Thème

Romans historiques

Clotilde Jannin, Bertrand Du Guesclin, hardi chevalier

1332, quelque part en Bretagne. Une petite troupe de garnements se lance dans un grand jeu : prendre d’assaut un fortin bricolé avec de vieilles planches. À sa tête, le jeune Bertrand du Guesclin se sent déjà l’âme d’un chef ! Au fil des années, celui qui n’était qu’un écuyer mal dégrossi s’est révélé un chef de guerre infatigable et un meneur apprécié de ses hommes, que ce soit en Bretagne, en France ou en Espagne. Bertrand du Guesclin (env. 1320 — 1380) remporta de nombreux combats lors de ce que nous appellerons « la guerre de Cent Ans ». Fait prisonnier par les Anglais, il fixa à cent mille écus d’or le prix de sa rançon. Le roi le nomma à la tête de ses armées, avec le titre de connétable de France. Clotilde Jannin, mère de famille passionnée par l’Histoire, conte ici les aventures captivantes d’un jeune garçon courageux et déterminé devenu un chevalier estimé de tous. Les illustrations épurées de Fabien Le Clech font entrer le jeune lecteur de plain-pied dans un Moyen Âge coloré et dynamique.

Dès 5 ans

Clotilde Jannin, Bertrand Du Guesclin, hardi chevalier, illustrations de Fabien Le Clech, Ed de la Nouvelle Librairie Jeunesse, 2021, 24 p., 9,90 € — Imprimé en France.

Stefan Zweig, Magellan

« Une voile ! Un navire ! Béni sois-tu, ô mon Dieu ! Un des deux bâtiments est sauvé. Mais non ce sont les deux navires, le San Antonio et le Conception, qui reviennent sains et saufs. Mais qu’arrive-t-il ? A peine sont-ils en vue que là-bas, à bâbord, un éclair a lui, une fois, deux fois, trois fois, et l’écho renvoie en grondant le bruit du canon. Que s’est-il passé ? […] Magellan le premier l’a compris : c’est le langage de la victoire ! » Ce 21 octobre 1520, Fernand de Magellan (1480–1521) a gagné : il a réussi à passer de l’océan Atlantique à l’océan qu’il nommera Pacifique en contournant l’Amérique du Sud. Son expédition, après plus de trois ans de navigation, reviendra victorieuse, mais sans lui, en Espagne : il était bien possible de faire le tour de la terre d’est en ouest.
Ce récit historique, paru pour la première fois à Vienne en 1938, retrace la vie de Magellan, un destin héroïque qui fera vibrer les adolescents.

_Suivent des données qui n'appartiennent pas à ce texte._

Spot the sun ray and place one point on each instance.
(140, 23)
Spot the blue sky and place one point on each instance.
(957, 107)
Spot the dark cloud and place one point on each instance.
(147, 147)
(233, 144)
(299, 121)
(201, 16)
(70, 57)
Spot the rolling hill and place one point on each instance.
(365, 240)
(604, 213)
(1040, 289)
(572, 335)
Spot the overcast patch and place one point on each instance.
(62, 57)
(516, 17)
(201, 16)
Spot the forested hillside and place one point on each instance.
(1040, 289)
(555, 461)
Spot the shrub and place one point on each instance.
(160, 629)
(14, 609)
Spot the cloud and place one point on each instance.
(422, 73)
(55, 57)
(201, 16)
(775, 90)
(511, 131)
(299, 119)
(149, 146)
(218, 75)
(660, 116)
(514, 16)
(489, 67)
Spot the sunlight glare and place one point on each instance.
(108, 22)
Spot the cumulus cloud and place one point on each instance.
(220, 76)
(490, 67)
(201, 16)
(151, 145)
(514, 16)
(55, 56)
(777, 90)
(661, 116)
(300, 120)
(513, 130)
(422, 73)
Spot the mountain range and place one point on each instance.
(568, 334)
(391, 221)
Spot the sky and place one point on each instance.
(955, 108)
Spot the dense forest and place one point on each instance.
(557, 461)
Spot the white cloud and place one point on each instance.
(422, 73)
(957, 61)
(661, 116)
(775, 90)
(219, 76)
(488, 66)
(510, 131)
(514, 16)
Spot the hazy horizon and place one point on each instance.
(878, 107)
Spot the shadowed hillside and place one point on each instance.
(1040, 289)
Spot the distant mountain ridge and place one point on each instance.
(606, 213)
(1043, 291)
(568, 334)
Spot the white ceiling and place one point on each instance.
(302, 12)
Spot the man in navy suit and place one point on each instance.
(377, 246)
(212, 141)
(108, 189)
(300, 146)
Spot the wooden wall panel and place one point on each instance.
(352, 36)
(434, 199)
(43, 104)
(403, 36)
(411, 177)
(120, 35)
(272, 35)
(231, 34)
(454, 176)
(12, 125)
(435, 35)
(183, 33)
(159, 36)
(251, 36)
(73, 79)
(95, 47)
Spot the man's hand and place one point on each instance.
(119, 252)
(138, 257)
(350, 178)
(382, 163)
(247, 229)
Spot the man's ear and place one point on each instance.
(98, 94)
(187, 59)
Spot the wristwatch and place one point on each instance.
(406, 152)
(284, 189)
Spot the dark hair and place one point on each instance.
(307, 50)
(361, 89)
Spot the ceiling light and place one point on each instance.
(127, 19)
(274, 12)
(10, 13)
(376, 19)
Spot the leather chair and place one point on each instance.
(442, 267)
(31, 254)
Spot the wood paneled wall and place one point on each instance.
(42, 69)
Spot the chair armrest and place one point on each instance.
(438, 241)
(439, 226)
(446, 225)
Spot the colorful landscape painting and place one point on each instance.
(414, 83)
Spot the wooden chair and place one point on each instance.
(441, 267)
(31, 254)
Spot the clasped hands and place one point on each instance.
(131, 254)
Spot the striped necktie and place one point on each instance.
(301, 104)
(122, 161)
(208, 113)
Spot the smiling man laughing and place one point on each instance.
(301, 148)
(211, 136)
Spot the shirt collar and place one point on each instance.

Loin de se contenter de chiffres, de dates et de tonnages, Stefan Zweig brosse un portrait psychologique magistral de ce gentilhomme au caractère sévère et à la volonté de fer.

Adolescents

Stefan Zweig, Magellan, Le Livre de Poche, 2012, 288 p., 7,30 € — traduit de l’allemand par Alzir Hella. Imprimé en France

Carl Norac, La Harpe de la Reine ou le journal intime de Marie-Antoinette

« Je vais vous raconter des secrets que mes amies, princesse de Lamballe ou duchesse de Polignac, ne devinent même pas. Mais pas d’impatience, jouons, je veux écouter votre musique. Notre musique.
Il suffit qu’une harpe soit dans la pièce pour qu’un sourire me vienne et que je devienne, plus que Reine ou femme, une rêveuse de jour. »
Avec ce « journal intime de Marie-Antoinette », Carl Norac nous offre une merveilleuse plongée dans la vie musicale de Versailles au XVIIIe siècle. Marie-Antoinette se confie à sa chère harpe : savez-vous qu’elle en jouait plus d’une heure par jour avec son professeur ? Carl Norac raconte avec beaucoup de pudeur la vie de cette jeune reine si mal aimée, qui reprend vie avec la voix de la comédienne Marina Hands. Après l’évocation des heures heureuses, l’album se termine par un cauchemar où le « carrosse devient un chariot » — non, en fait, il se termine par le rondo du Concerto pour harpe et orchestre n°5 de Jean-Baptiste Krumpholtz, magnifiquement interprété par le harpiste Xavier de Maistre et les Arts Florissants de William Christie – excusez du peu ! L’album grand format est illustré par Eric Puybaret, qui n’a pas son pareil pour peindre les rêves, fussent-ils ceux d’une reine de France. Plaisir des yeux, plaisirs des oreilles – à déguster avec quelques jolis macarons !

Dès 8 ans

Carl Norac, La Harpe de la Reine ou le journal intime de Marie-Antoinette, illustrations d’Eric Puybaret. Un livre CD raconté par Marina Hands, avec Xavier de Maistre à la harpe et Les Arts Florissants de William Christie, Editions Little Village et Harmonia Mundi, 2019, 60 p., 22 € — Imprimé en Europe.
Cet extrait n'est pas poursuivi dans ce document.